Having achieved significant benefits from FOS, the company has applied the same concepts to the development of an equivalent Medical Operating System (MOS). This monitors a whole host of parameters that measure the quality of clinical performance and medical outcomes, and is being used to improve medical excellence both at hospital level and across the group.

Both FOS and MOS are playing a key role in continuous improvement at Fortis, helping it to achieve world-class performance and far greater efficiency. But they are also being mobilised to help reduce costs as part of the company’s bid to make healthcare more affordable for the local population. “We won’t compromise on our world-class medical standards, on our talent or on technology. Therefore, to provide quality healthcare at prices that are affordable in India, we need to leverage process efficiency and economies of scale,” Singh says. Everything from consumables and equipment through to technology, IT and the services of consultants and experts, are much more cost effective for the larger organisation. “And this is one reason why we’ve grown at the rate we have.”

Fortis has faced many challenges during its 10 years in operation, and one of the biggest has been sourcing skilled staff. The company opened the first Fortis School of Nursing in 2001 at Mohali, Chandigarh, and since then, has opened four more, each providing full nurse training. “We are always adding to the training courses we provide, and always updating our staff,” Singh says. “For example, we run specialist ICU and critical care nursing programmes. We provide dialysis and paramedic training, and teach a wide range of technical disciplines such as radiology and pathology. We also provide a 17-day induction programme for every new nurse who joins the company.”

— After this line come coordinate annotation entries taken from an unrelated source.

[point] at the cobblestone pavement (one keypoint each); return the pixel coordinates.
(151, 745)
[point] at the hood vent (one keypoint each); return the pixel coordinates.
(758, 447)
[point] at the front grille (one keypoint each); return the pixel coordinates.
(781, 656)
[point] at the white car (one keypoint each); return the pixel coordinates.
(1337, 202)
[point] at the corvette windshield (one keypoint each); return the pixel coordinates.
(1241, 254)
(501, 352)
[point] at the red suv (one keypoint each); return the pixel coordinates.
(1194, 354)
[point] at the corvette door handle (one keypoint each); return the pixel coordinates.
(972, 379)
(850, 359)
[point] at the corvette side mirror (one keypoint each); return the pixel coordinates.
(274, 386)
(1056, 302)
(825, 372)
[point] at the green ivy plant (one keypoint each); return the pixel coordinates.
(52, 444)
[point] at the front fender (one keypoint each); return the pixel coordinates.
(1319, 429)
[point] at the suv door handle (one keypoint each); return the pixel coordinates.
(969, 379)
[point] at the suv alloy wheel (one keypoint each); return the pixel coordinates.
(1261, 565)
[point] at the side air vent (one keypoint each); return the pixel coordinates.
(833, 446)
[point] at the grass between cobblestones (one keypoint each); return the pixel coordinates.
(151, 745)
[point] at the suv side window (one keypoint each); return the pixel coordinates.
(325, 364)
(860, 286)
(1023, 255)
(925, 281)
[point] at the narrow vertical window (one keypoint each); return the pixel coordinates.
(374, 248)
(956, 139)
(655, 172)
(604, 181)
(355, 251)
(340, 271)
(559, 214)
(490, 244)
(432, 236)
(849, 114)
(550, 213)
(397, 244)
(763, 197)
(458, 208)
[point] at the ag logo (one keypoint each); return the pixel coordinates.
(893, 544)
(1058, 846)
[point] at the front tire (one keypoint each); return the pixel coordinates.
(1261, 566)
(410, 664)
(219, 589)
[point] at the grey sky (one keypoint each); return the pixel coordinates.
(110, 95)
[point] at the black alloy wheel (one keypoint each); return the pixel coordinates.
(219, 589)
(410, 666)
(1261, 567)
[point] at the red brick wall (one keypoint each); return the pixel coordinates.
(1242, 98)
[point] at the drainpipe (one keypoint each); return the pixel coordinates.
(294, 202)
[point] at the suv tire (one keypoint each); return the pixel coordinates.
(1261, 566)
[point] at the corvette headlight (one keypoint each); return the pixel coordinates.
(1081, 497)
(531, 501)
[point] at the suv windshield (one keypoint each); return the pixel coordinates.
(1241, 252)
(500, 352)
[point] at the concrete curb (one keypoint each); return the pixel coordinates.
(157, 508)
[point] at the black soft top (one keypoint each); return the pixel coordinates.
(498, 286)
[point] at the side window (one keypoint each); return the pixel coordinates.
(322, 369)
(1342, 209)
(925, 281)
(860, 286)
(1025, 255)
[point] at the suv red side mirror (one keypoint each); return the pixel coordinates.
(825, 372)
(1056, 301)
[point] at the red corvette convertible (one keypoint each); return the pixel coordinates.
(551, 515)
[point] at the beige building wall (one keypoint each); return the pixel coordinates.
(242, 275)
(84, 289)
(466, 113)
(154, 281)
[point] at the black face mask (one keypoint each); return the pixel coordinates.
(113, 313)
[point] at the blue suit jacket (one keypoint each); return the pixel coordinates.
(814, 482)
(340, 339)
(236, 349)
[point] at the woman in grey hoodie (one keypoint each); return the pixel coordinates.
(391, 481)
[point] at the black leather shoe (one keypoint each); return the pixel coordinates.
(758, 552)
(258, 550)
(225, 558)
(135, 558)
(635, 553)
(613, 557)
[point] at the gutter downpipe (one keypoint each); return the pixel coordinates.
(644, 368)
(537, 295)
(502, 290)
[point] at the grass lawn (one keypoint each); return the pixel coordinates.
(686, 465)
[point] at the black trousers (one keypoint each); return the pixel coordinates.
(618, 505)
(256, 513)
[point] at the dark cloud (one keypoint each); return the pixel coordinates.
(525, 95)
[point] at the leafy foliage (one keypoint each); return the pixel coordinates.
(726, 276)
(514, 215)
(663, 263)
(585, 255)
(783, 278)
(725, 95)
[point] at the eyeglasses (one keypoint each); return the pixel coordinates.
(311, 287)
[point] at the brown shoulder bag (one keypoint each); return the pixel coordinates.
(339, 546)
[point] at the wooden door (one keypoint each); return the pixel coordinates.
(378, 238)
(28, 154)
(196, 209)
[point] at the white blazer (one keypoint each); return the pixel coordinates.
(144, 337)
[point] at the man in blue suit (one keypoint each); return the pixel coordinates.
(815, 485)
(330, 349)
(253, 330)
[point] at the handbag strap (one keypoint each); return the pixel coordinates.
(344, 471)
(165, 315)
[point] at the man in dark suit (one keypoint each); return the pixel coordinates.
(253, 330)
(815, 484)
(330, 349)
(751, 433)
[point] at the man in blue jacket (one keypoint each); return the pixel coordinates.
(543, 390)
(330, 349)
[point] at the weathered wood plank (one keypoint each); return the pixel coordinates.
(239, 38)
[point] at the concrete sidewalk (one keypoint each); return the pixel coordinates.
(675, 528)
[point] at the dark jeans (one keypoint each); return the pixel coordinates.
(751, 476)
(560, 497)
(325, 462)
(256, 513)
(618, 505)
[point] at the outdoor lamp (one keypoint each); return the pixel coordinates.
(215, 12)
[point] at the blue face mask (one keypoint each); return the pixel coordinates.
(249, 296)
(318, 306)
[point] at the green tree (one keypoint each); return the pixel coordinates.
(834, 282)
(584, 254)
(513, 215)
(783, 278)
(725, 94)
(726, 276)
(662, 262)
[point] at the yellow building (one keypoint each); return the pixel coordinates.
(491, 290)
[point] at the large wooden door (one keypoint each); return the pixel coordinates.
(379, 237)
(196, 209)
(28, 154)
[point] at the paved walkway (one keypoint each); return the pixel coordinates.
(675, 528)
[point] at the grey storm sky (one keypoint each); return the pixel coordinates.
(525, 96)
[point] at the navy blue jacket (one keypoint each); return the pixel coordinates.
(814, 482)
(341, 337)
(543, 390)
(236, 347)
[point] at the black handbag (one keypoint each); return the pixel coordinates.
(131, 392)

Looking to the future, Fortis plans to continue developing its clinical excellence, and to cut costs across the organisation. “We are also developing different models whereby we can systematise, package and modularise our healthcare expertise, and take it out to the 70 per cent of the population living in semi-urban and rural areas,” Singh comments. “As part of this, we are committed to opening a dozen more hospitals in non-metropolitan areas over the next two years.”

Fortis has undoubtedly established its place as the leading private healthcare provider in India. “But what we have done is only a drop in the ocean,” Singh continues. “There are 50,000 hospitals in India of which we have just over 0.1 per cent. Of the two million hospital beds in India, we provide just over 8,500, which is 0.425 per cent. So whichever way you slice it, we’re making a miniscule impact on the country’s healthcare. And the scale of that challenge is what really haunts us. We want to be clinically comparable to the international institutions and to do it at Indian prices—affordable for all. So we have a long way to go,” he concludes.

If the company’s track record is anything to go by—expanding from one hospital to 54 in nine years and building a reliable and repeatable service based on medical excellence, care, quality and efficiency—then Fortis has what it takes to achieve this ambitious goal.